Beta-blockers are among the most commonly used drugs for controlling interruptions in blood flow to the heart and high blood pressure, and for good reason—these drugs have been shown to improve survival rates after heart attacks, and they are especially effective at minimizing chest pain brought on by exercise.

There are many types of beta-blockers on the market, but all act by interfering with adrenaline, a hormone that normally stimulates the heart to beat faster and stronger. Beta-blockers slow the heart rate and decrease cardiac output, lowering blood pressure and decreasing the amount of work the heart must do.

By lowering the oxygen needs of the heart, beta-blockers help prevent or relieve ischemia. People with asthma, heart failure, or diabetes should be cautious when taking beta-blockers because they could worsen these conditions.

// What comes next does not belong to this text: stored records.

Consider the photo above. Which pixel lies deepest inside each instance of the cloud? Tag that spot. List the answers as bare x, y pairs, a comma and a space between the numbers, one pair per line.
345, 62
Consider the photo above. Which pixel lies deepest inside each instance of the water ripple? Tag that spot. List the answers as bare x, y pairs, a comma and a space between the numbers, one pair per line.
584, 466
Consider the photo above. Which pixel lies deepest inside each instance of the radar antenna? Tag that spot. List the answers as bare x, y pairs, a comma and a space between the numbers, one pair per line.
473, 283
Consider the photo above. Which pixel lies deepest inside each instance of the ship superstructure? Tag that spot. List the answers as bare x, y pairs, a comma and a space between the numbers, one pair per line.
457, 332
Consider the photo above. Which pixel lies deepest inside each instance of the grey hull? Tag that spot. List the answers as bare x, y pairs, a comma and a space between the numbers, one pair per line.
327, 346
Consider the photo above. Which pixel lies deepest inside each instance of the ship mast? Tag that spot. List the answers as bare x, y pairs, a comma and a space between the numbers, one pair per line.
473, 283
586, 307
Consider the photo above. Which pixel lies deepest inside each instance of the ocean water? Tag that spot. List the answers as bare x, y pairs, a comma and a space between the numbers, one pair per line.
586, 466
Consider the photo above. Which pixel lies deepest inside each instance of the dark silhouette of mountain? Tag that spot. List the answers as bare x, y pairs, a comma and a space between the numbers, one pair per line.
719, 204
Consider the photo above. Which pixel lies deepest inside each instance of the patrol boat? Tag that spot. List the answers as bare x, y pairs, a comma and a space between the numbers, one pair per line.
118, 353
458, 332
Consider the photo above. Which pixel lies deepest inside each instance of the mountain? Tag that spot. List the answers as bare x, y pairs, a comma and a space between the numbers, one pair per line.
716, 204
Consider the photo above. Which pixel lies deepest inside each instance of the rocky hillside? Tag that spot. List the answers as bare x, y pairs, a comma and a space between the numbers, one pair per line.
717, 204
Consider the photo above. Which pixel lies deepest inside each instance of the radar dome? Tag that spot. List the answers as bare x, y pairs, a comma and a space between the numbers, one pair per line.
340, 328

However, some of the newer beta-blockers are less likely to cause side effects because they act more selectively on the heart than on other parts of the body. Despite these problems, beta-blockers are so effective in treating coronary artery disease that doctors often try them in patients with problems such as heart failure or diabetes because the benefits outweigh the risks.


Nitroglycerin and other nitrate compounds help prevent or stop ischemia in several ways. They relax the muscles in the walls of the blood vessels, causing arteries and veins to dilate. When the coronary arteries dilate in response to nitroglycerin, the heart’s blood supply increases.

Nitrates also reduce the heart’s work by lowering the body’s blood pressure and the pressure within the heart’s chambers. As a result, the heart requires less oxygen and places fewer demands on the coronary arteries. Nitroglycerin comes in many forms: pills, an aerosol, a skin patch, and an ointment that can be applied to the skin.

Angiotensin Converting Enzyme (ACE)

Inhibitors ACE inhibitors are a class of blood pressure drugs that works by dilating blood vessels. In addition to controlling high blood pressure, ACE inhibitors have long been prescribed for people with heart failure. Recent studies have shown that these drugs also help people with coronary artery disease and those at high risk for developing it.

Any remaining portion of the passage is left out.